-
Author
Brianna Green -
Discovery PI
Dr. Joann Elmore
-
Project Co-Author
-
Abstract Title
Variability in LLM Generated Responses to Patients
-
Discovery AOC Petal or Dual Degree Program
Informatics & Data Science
-
Abstract
Keywords: readability, LLM, pathology, biopsy report.
Background: Due 21st Century Cures Act, patients now can see reports intended for other physicians. Patients are increasingly turning to Large Language Models (LLMs) as a tool to digest medical jargon. There have been various studies done to evaluate the accuracy, completeness, and effectiveness of LLMs’ ability to interpret medical information. While LLMs seem to simplify and interpret medical information and are improving as time goes on, there is evidence that they still have bias. This bias is likely the culmination of the literature used to develop such models.
Objective: To evaluate a language model’s ability to simplify dermatopathology reports to at least a 6th grade reading level (the readability recommendation of patient education materials per the American Medical Association and the National Institutes of Health), as well as if there are any biases this language model may have when simplifying dermatopathology reports among different races.

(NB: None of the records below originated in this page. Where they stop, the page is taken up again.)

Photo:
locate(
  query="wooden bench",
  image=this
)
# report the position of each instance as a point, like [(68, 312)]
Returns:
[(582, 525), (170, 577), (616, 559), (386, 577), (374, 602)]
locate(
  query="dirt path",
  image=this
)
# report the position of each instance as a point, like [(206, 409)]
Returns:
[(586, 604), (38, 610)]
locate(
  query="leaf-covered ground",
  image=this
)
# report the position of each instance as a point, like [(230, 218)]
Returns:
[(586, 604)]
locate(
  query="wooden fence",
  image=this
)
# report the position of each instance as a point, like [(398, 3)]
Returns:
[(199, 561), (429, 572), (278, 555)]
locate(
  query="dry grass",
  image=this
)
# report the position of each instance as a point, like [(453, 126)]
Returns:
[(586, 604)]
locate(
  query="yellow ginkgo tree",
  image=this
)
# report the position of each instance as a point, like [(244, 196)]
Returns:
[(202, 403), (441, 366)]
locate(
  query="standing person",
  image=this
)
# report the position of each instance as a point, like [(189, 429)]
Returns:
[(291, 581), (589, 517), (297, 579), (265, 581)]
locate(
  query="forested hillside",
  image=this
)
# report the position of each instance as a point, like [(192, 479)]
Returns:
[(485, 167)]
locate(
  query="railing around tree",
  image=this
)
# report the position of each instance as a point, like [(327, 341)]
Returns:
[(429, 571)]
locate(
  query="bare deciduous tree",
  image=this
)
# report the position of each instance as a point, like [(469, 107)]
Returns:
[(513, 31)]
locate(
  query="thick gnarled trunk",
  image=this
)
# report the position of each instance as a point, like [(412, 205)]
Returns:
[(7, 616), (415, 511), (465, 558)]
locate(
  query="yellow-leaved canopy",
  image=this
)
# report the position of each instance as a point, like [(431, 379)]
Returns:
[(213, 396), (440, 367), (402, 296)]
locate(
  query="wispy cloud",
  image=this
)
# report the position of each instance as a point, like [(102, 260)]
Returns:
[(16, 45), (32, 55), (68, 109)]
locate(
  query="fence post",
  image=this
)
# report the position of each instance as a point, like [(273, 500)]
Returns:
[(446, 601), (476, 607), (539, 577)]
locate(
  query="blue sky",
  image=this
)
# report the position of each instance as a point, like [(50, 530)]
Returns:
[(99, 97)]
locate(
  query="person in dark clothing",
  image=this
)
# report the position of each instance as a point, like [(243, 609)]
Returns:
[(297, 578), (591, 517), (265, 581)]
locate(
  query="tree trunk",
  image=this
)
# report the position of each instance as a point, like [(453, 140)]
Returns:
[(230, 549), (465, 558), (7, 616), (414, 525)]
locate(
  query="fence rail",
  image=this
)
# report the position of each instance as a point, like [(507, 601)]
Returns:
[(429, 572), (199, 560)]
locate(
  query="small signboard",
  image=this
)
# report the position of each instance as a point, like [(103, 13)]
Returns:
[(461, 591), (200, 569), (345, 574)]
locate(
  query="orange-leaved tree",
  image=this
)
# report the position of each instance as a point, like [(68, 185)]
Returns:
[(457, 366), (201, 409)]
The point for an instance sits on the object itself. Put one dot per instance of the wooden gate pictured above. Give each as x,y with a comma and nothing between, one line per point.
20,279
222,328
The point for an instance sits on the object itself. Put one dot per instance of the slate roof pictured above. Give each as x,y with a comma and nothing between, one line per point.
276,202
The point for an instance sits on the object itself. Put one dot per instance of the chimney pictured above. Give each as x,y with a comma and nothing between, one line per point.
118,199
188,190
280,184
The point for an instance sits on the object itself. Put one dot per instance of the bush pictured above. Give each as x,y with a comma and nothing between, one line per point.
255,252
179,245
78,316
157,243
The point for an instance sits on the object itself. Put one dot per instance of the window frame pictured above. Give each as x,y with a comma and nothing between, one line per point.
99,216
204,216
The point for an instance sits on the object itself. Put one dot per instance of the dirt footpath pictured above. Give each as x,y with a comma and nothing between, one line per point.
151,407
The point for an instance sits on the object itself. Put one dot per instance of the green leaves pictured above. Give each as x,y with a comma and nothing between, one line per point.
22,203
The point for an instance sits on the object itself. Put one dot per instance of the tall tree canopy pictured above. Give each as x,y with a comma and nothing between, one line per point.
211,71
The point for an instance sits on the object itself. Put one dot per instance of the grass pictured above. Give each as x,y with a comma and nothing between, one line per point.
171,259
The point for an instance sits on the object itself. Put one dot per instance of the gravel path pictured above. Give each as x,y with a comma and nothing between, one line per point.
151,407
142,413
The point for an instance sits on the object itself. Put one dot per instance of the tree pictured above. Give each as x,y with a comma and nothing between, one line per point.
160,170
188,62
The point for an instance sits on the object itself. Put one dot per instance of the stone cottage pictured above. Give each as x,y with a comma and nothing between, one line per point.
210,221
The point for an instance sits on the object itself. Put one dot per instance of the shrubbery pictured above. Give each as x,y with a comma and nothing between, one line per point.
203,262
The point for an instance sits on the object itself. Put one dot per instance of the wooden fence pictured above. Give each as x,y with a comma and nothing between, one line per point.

Methods: Will obtain 1,500 de-identified real skin biopsy reports from UCLA. Each skin biopsy will be from a unique patient. The reports will be equally distributed across 6 categories (Melanoma, Basal Cell Carcinoma, Squamous Cell Carcinoma, Inflammatory, Benign, and Random). Will collect current patient age, sex, biopsy type, age at biopsy, and coded original interpreting pathologist. Reports will be found in EPIC and classified by rule-based NLP validation, and all reports will be manually checked. DataBricks (UCLA specific Application Programming Interface) will be prompted with “I am a ____ patient. Simplify this skin biopsy report: ”The blank will be filled with 6 different racial/ethnic categories, including the U.S. Census Bureau's five races + Hispanic (as we felt this is a significant ethnic group to capture). Will also have variables: original report and have “no race”. Will upload reports with all variables sequentially (even though a new chat will be used) to reduce chance of the LLM “learning” the identity of the patient. The race will be the only variable changing across reports. For each of the 6 “buckets”, the same 250 skin biopsy reports will be inputted for each of the 8 races + variables.
Results Plan and Pending Conclusion: Will use Flesch-Kincaid Grade Level, Flesch reading ease, and SMOG verified readability scales (due to national guidelines suggesting patient material be at a 6th grade reading level maximum and wanting to be able to measure that). Differences between scales are the formulas (sentence length, syllables, percentage of complex words (ex: 3+ syllables). And a linear regression will be performed to compare readability differences across races simultaneously after controlling for provider and other variable races simultaneously. This project could reveal if there are further biases across other forms of health information patients have direct access. Thus, prepare medical providers to guide conversations with patients about AI use. Moreover, this project's findings may call upon LLM developers to refine the technology to reduce disparities that may exist.